Puisi “Rumah” karya Doel CP Allisah bercerita tentang relasi intim seseorang dengan rumahnya, yang dipersonifikasikan sebagai makhluk yang setia, ...
Rumah

Rumah adalah surga, yang setia mendekapmu
ketika kau tidur atau mengucap: tinggal dulu ya?
kepadanya, entah siapa tentram mengangguk
setiap kali kau melangkah, wajahmu tersenyum
bagai bayang-bayang di langit
ketika kau kembali membawa penat
ranjang hangat sandaran resah

Rumah adalah surga katamu, dan aku selalu pulang
merapikan selimut atau membersihkan potret kita
setelah semalaman mengembara di negeri asing
dengan gema suara yang menyesatkan
selamat malam, igaunya padamu, mungkin juga buatku
kita pun bergandengan tangan ke dalam-Nya.

Analisis Puisi:

Puisi “Rumah” karya Doel CP Allisah merupakan perenungan yang menyentuh mengenai makna rumah—bukan sekadar bangunan fisik, melainkan ruang batin yang menghadirkan ketenteraman, kedekatan spiritual, dan cinta yang tak bersyarat.

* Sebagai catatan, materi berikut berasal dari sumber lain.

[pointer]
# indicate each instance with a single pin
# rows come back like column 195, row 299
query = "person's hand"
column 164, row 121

Dalam baris-baris lembut dan kontemplatif, penyair menyuguhkan rumah sebagai tempat perlindungan dari hiruk-pikuk dunia, sekaligus titik balik yang sakral untuk kembali.

Tema

Tema utama puisi ini adalah rumah sebagai simbol ketenangan, cinta, dan tempat kembali yang spiritual. Rumah dihadirkan bukan hanya sebagai ruang fisik, tetapi juga sebagai citra keabadian dan surga batin, tempat jiwa-jiwa lelah menemukan sandaran. Ia menyentuh tema universal tentang kepulangan, kerinduan, dan keterikatan emosional yang dalam.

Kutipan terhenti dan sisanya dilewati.